É inferior ao seu clássico, "O cortiço", já ambientado no Rio de Janeiro. Aluísio quis escrever uma história anti-racista e anticlerical (nos moldes dos romances de Eça de Queiroz). Não se pode negar que não tenha conseguido: o racismo dos personagens permeia toda a obra e um dos principais vilões é um sacerdote católico: o Cônego Diogo. O problema de um romance, digamos, de tese é que, no afã de comprová-la não raro o autor parte para a criação de personagens superficiais.
Mesmo pertencendo ao Realismo, "O mulato" possui rescaldos do Romantismo, o que pode ser facilmente percebido na história de amor impossível entre os protagonistas Raimundo e Ana Rosa.

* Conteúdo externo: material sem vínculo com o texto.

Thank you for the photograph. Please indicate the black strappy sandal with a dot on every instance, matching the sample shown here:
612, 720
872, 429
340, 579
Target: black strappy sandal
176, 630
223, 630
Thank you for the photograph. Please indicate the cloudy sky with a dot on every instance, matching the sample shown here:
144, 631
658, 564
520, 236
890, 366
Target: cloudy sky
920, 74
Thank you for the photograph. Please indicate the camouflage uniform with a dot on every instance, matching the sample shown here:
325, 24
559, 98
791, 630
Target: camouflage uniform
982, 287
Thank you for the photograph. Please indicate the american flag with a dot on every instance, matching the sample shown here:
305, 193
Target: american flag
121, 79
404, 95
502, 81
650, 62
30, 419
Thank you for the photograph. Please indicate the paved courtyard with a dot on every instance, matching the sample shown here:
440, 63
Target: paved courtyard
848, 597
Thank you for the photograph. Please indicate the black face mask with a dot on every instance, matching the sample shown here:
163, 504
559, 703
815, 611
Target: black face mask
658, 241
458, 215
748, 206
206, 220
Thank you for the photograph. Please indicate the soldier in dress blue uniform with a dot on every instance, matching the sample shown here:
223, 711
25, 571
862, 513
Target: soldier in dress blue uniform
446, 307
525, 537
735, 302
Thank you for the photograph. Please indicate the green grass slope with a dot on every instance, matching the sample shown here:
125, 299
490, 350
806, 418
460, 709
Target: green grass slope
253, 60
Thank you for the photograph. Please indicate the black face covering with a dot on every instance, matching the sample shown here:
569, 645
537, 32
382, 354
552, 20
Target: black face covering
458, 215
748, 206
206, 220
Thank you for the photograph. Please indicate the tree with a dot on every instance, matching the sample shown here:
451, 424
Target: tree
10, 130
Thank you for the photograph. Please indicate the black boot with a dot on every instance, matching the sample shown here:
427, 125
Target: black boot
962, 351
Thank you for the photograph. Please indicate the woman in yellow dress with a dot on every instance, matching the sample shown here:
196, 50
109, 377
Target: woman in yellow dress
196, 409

Aliás, estes rescaldos românticos, com seus elementos melodramáticos, facilitariam a sua adaptação para a TV, por exemplo.
Vejamos.
Raimundo, o herói da trama, é um sujeito atormentado por não saber das suas origens. Volta ao Maranhão, onde nasceu, vindo de Portugal, por causa disso. Em São Luís, que alguns nativos aclamavam como a Atenas brasileira (uma cidade, de fato próspera, com a economia baseada na produção de algodão), ele se apaixona por Ana Rosa, sua prima. Quer casar-se com ela, mas o tio, que é o pai da moça, proíbe. O motivo tem a ver com suas origens: na verdade, apesar de não parecer, ele é um "cabra", sinônimo de mulato naqueles dias, filho de uma noite de amor entre um português e uma escrava. Foi alforriado na pia batismal. A sociedade racista, escravocrata de São Luís, por si só já condena o amor dos dois.
Quem também teme que o amor dos dois resulte em casório é o já citado Cônego Diogo, sujeito sem um pingo de escrúpulos, que acredita que o envolvimento entre Raimundo e Ana Rosa acabe resultando na descoberta de suas falcatruas - que envolvem, inclusive, o pai de Raimundo.
A coisa só tende a complicar quando Ana Rosa revela que está grávida de Raimundo e recusa a oferta do cônego: abortar a criança. Sim, isso mesmo: um religioso sugerindo um aborto. No século XIX.
A situação vai num crescendo até que, finalmente, chegamos num desfecho trágico - que eu não conto, lógico. Não sou estraga-prazer. Só posso adiantar que, nos dias atuais, é um dos meus clichês cinematográficos preferidos.
Percebe-se na obra passagens nitidamente autobiográficas, testemunhais, como a passagem onde o autor narra a festa de São João numa das fazendas que ficavam no entorno de São Luís. Na história esta fazenda pertence a Maria Bárbara, avó de Ana Rosa, racista até a raiz dos cabelos, daquelas que preferiam morrer a ver a neta casada com um negro.
Ali em cima eu disse que o desfecho da história é trágico. Digamos que o clímax - para ficarmos num jargão mais televisivo (ou cinematográfico, como queiram) - seja trágico. O desfecho é irônico e coloca por terra a idealização romântica do casal protagonista.